Originally from Corpus Christi, Texas, Minninger moved to Mississippi in 1975 when she married her husband, Kerry. Residents of Gluckstadt, the couple have two kids and a pair of preschool-age grandchildren.
A fixture at St. Joseph for well over a decade, Minninger was hired as pastoral associate in February 2005 and appointed as LEM by Bishop Joseph Latino in March 2006. A LEM in lieu of a full-time pastor is not uncommon in a very small parish – which St. Joseph was at the time of Minninger’s appointment – and in that role she was responsible for the administration, educational, sacramental and charitable activities of the parish.
“I worked very closely, first with Father Robert Olivier and then with Father Kevin Slattery, as Sacramental Ministers to make sure the sacraments were available to our parishioners,” she said. “We had approximately 90 families in our parish when I was appointed, but we began growing rapidly. We’re now at 700 families.
“In 2009 I appointed a building committee to work on design, financing and construction of a new church and education building. In September 2011, we moved into that new $3.1 million building. I am very proud of the fact that we paid off the note for our church in just over three years. We have an amazing parish family here at St. Joseph.”
Minninger’s presence and leadership have been felt on a diocesan level as well. She was the chairman of the continuing formation committee for many years and served more recently on the cathedraticum committee. She has worked with the vocations committee, interviewing candidates for the deacon-formation program. She is also a member of the ethics committee at St. Dominic Hospital.
“I worked with Pam fourteen years and have known her probably twenty-five,” said Father Slattery. “Pam, as the LEM, basically was the pastor at St. Joseph, and she’s a wonderful leader and great with people. As an administrator, she’s frugal and very good. She will be missed. But the parish has grown to the point where a full-time pastor is definitely needed.”

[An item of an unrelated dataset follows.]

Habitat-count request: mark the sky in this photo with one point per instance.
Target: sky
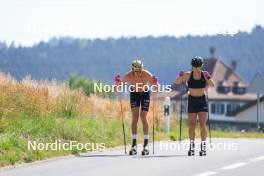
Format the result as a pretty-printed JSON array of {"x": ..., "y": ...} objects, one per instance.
[{"x": 26, "y": 22}]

Though now officially retired, Minninger will continue with the administration and general work of the parish on a part-time basis until the new pastor is appointed and joins St. Joseph this summer. This means a transitional time for the parishioners, but they – like everyone else – are more than used to having to adapt after the last two years.

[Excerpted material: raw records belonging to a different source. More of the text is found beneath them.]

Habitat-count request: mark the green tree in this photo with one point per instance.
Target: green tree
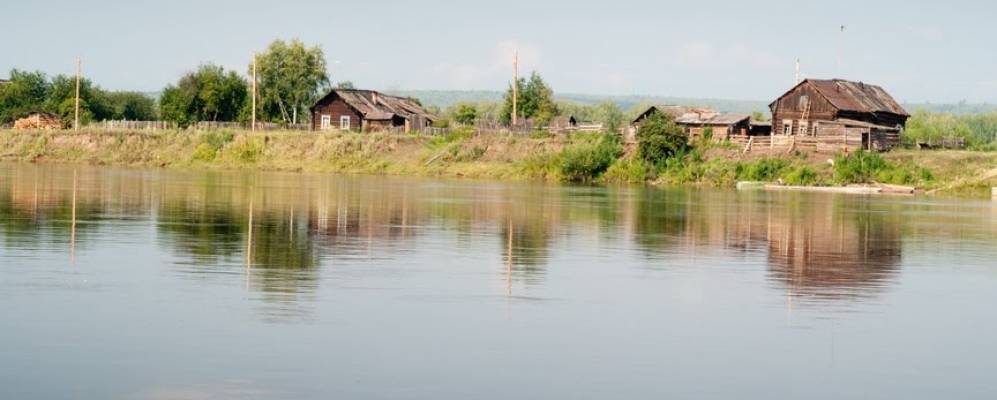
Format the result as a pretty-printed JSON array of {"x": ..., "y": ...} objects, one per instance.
[
  {"x": 291, "y": 78},
  {"x": 535, "y": 101},
  {"x": 26, "y": 92},
  {"x": 611, "y": 116},
  {"x": 209, "y": 94},
  {"x": 132, "y": 106},
  {"x": 94, "y": 104},
  {"x": 659, "y": 138},
  {"x": 466, "y": 114}
]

“When the churches shut down, we had people who were scared to death to be around anyone. We also had people thinking the pandemic was a bunch of baloney,” Minninger said. “It took a little while to get there, but people who needed to be in church in the early part of the pandemic could be there to worship, and those more cautious could be fed with spiritual communion through online services. Hopefully one of the blessings is that on a human level, I think we have re-learned how to take care of each other when we take the politics out of it.”
Minninger will also have more time in retirement to play with her granddaughters. It’s not beyond the realm of possibility for her to come full circle and nod off while saying prayers with them. She’ll also have time to reflect on the many meaningful moments she’s had while affiliated with St. Joseph.
“One of the most profound moments I ever had, where I felt God right in the middle of it, was when a parishioner called me, not ready and willing to let go of the love of his life. They had been married over fifty years, and she was dying,” Minninger said. “I went to see them, and he and I sat there and talked. I was there when she passed, and I stayed with him until the coroner arrived.
“I’ve been in the back of the church during weddings and seen the looks on the faces of family and friends as vows are exchanged. The sacramental moments and special times in the lives of people I’ve been privileged to be part of gives you goose bumps all over. God has been there also. That’s why I did it as long as I have.”